Hierarchical bimetallic metal-organic frameworks with controllable assembling sub-units and interior architectures for enhanced ammonia detection

Abstract

A series of hierarchical three-dimensional (3D) manganese-cobalt BTC (Mn-Co BTC; BTC = benzene-1,3,5-tricarboxylate ) metal–organic frameworks (MOFs) with controllable sub-units and interior architectures have been synthesized at room temperature without templates, etchants, or high-pressure conditions. The assembling sub-units of the hierarchical 3D Mn-Co BTC MOFs can be controlled by tuning the Mn/Co ratio, with higher Mn content favoring one-dimensional (1D) sub-units, while higher Co content favors two-dimensional (2D) sub-units.

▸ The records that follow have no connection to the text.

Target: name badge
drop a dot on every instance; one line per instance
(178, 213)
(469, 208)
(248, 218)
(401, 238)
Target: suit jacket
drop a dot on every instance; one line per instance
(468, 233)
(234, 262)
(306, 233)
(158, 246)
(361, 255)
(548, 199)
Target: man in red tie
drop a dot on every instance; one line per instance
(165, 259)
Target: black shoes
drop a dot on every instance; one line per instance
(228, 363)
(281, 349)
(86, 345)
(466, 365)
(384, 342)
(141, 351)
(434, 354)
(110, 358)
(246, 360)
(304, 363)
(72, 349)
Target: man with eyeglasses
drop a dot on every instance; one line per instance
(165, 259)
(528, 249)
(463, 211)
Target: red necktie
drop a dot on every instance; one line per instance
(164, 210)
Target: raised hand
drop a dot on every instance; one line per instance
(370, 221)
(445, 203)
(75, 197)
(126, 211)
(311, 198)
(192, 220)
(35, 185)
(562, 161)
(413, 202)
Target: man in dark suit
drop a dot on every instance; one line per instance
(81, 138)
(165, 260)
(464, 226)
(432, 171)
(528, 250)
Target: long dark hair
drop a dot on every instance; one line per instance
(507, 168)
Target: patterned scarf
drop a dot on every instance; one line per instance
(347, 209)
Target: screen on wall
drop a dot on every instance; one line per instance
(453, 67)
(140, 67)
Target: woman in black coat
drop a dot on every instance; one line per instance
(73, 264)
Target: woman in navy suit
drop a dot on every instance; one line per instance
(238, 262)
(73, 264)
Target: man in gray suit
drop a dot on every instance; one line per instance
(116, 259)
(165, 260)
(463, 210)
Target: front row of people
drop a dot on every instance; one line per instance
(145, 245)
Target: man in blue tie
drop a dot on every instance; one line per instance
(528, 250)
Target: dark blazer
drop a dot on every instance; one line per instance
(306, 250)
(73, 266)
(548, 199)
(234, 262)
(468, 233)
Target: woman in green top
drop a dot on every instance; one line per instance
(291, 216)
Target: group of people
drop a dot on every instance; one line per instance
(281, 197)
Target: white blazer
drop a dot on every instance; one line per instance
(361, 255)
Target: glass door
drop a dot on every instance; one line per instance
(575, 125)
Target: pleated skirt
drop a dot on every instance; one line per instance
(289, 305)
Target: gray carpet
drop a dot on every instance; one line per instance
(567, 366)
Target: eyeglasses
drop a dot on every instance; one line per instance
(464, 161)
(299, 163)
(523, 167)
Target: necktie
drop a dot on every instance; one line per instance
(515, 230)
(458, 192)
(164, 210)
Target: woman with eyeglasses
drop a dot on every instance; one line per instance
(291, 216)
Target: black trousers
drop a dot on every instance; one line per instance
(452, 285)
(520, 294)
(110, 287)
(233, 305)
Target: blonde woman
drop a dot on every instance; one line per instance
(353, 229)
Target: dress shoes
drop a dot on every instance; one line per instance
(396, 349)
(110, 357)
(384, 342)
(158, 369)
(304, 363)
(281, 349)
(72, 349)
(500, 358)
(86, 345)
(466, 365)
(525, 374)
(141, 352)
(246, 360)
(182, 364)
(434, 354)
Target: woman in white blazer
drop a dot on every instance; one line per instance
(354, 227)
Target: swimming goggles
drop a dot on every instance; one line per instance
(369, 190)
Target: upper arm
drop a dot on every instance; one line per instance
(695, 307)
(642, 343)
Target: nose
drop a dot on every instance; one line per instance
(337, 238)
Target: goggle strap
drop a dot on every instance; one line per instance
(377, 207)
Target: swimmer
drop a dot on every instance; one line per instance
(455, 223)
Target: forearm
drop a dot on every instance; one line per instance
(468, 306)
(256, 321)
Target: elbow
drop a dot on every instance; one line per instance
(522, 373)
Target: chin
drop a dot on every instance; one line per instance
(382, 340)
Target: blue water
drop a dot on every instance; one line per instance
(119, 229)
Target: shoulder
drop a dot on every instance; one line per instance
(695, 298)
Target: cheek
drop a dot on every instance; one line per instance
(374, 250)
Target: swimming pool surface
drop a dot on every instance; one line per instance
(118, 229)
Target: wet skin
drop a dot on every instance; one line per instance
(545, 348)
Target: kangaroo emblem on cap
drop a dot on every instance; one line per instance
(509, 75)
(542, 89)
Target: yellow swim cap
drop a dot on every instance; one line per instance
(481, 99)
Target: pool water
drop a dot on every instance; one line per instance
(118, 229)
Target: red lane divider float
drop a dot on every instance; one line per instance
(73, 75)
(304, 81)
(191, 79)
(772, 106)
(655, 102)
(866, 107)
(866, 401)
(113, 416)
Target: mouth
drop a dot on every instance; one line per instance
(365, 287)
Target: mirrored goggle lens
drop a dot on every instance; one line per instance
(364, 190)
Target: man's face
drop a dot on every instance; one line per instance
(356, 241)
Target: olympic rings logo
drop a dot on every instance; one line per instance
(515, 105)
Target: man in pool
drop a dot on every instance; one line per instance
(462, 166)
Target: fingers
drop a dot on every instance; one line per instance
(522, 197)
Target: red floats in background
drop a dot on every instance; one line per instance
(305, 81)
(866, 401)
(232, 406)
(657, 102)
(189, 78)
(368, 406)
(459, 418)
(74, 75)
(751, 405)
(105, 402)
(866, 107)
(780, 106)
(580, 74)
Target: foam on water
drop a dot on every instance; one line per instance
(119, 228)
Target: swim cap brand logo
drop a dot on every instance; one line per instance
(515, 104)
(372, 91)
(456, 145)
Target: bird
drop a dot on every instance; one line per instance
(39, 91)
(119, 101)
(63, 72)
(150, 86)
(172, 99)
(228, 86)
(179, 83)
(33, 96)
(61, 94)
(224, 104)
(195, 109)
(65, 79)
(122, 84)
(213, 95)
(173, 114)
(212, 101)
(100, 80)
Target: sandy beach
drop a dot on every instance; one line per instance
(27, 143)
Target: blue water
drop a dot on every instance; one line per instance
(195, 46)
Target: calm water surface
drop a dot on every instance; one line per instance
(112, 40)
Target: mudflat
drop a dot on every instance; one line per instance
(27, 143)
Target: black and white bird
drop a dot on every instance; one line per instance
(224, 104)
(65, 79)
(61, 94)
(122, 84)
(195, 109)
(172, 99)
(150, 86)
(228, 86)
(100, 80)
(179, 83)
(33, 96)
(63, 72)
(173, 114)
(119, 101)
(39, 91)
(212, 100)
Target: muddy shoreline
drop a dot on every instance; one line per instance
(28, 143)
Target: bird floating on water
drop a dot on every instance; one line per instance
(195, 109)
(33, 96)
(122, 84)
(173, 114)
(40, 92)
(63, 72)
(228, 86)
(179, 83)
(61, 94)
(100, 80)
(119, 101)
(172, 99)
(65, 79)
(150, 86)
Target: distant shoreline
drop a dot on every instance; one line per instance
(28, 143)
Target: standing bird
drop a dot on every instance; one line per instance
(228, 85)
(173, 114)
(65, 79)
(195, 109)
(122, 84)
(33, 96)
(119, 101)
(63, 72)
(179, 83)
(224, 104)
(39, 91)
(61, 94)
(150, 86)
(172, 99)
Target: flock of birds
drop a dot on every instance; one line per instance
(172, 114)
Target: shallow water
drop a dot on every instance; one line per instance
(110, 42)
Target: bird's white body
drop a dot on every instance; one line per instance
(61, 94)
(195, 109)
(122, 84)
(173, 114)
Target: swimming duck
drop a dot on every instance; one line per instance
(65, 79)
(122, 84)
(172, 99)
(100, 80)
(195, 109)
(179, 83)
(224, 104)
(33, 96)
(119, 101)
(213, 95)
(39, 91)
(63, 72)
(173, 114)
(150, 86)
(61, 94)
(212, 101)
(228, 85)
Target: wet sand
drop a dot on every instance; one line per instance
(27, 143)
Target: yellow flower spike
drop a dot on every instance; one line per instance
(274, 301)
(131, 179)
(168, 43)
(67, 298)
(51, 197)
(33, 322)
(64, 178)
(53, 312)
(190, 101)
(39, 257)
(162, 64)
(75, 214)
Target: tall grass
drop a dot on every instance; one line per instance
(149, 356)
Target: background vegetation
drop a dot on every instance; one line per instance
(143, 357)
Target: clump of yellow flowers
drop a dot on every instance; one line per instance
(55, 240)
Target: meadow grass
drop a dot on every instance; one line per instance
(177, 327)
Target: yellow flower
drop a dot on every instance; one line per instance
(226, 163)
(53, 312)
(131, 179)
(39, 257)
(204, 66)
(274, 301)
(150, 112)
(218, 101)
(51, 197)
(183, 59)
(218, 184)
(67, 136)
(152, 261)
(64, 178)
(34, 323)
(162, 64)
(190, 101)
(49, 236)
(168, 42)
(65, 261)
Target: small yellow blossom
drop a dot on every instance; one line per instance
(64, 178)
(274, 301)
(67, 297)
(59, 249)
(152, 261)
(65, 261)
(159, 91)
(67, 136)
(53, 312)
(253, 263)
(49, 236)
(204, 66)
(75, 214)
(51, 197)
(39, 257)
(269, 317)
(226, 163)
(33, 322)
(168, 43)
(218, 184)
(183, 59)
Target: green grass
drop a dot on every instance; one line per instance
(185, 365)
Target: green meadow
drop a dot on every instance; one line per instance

The hierarchical hollow Mn-Co BTC spheres (M2C-BTC) exhibit a frequency change (ΔF) of 383.7 Hz to 69.5 ppm of NH3 which is ∼1.7-, 2.1-, 4.2-, and 8.3-times higher than the ΔFs of hierarchical Mn-Co BTC nanorods (M1C-BTC), hierarchical flower-like Mn-Co BTC (M0.5C-BTC), Mn-BTC nanospheres, and Co-BTC nanoplates, respectively. In addition, they exhibit low limit of detection (1.12 ppm), high selectivity (41 %) and excellent stability for NH3 sensing with a minor change of 3.1 % in the ΔF value after 5 months of testing. The superior NH3 sensing performance of the hierarchical hollow Mn-Co BTC spheres may be attributed to the hollow cavities which can enhance the adsorption rate of NH3 molecules (based on the adsorption kinetics analysis) and enable them to interact with the less accessible metallic active sites on the inner cores of this MOF. The possible sensing mechanisms include the chemisorption of NH3 molecules on unsaturated metal (Mn and Co) centers as well as the hydrogen bonding between the hydroxyl and carboxyl groups with NH3.